In terms of LWDB’s uniqueness, the article adds: “Launched 135 years ago, Law Debenture is a £1bn listed fund that seeks to generate income and growth from a portfolio of British stocks managed by Janus Henderson and a set of specialist financial services businesses…This unique combination – which underpins a strong dividend and diversifies investors’ returns – has impressed us for a long time. We first recommended the shares at about 578p in July 2017 and continue to regard Law Debenture as a good core holding for private investors at today’s share price of 773p.”
Tip Watch #2: Scottish Mortgage (SMT)
Given the once over by Shares Magazine. In What should investors do with Scottish Mortgage? Shares points out that “For the first time in years Scottish
Mortgage Investment Trust (SMT) investors are contemplating selling up and moving on. Over the past month, it is the most sold investment trust on the AJ Bell platform, accounting for 14.6% of all trust sales. This is almost unheard of, and it is meaningful too. For most of the 21st Century, long-term investors have backed Scottish Mortgage to the hilt, enjoying a seemingly endless supply of successes, including stakes in Amazon…long before the rest of the market caught on. It is a run that has made Scottish Mortgage a foundation stone of thousands of private investor portfolios, powering the trust into the FTSE 100.”

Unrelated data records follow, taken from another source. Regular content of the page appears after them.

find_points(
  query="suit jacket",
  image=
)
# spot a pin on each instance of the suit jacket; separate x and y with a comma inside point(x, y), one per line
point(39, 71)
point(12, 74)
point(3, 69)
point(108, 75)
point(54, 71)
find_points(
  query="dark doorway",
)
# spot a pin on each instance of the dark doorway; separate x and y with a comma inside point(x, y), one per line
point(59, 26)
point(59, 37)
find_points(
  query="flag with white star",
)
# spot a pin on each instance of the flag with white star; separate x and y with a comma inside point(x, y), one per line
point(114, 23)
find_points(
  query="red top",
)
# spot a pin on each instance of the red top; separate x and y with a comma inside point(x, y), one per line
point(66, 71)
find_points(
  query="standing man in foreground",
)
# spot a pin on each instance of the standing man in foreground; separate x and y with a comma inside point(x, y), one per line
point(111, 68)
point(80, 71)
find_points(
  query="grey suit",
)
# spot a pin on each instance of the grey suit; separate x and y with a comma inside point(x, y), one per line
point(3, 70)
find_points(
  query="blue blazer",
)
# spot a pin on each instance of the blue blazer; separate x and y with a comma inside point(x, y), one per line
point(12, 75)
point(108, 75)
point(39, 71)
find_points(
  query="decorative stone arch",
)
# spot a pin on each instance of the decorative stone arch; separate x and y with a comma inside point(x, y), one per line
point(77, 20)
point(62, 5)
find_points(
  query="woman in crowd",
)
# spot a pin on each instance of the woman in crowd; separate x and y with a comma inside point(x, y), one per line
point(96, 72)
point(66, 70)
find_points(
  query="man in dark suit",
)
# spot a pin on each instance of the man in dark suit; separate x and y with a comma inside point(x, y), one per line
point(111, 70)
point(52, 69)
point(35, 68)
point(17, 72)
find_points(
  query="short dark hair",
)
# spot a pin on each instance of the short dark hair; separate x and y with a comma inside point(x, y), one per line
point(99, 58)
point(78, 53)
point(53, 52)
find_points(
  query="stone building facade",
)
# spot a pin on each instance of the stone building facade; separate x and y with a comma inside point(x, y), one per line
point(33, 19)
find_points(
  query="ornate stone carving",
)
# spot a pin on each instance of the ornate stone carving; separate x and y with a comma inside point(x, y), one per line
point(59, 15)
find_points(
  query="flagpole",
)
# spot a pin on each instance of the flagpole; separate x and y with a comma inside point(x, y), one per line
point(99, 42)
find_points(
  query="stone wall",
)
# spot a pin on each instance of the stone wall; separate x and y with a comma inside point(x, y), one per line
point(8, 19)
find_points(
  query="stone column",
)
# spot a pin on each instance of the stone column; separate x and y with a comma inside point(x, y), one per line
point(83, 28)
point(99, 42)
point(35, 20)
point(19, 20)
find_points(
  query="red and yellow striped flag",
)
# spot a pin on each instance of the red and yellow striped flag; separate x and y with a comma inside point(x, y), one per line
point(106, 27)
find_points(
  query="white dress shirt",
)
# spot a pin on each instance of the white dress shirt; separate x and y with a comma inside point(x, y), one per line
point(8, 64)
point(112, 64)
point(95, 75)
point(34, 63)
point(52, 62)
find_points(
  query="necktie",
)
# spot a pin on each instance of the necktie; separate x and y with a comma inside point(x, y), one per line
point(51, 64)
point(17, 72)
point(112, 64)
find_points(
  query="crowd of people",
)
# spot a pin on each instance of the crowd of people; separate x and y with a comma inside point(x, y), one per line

The last three years have been tough however: “During the three years to 31 December 2023, the shares lost 32.8%, according to manager Baillie Gifford, versus a 28.7% gain for its FTSE All World Index benchmark. Even over five years, typically the period joint managers Tom Slater and Lawrence Burns prefer to be judged on, it has barely tracked the benchmark’s 77.8% returns…A big part of that underperformance comes from Scottish Mortgage’s decisions on the thorny issue of owning stakes in private companies, notoriously difficult to value and especially so during dry spells for funding rounds and an IPOs (initial public offerings) drought.”
There could be light at the end of the tunnel though. As Shares writes: “Many believe 2024 will see the IPOs market pick up again, which will help established private company valuations and dispel some of the worries investors might have.” The article concludes: “…for those willing to accept the volatility inherent in the share price, this remains a clearly focused investment trust aiming to capture outlier returns amid market risk aversion from many of the largest investment themes around, such as AI, (artificial intelligence), energy storage, digital commerce, and healthcare technology. We believe this means share price performance will improve and could repeat the benchmark-beating return of the past decade’s 318.9% versus 193.2%.”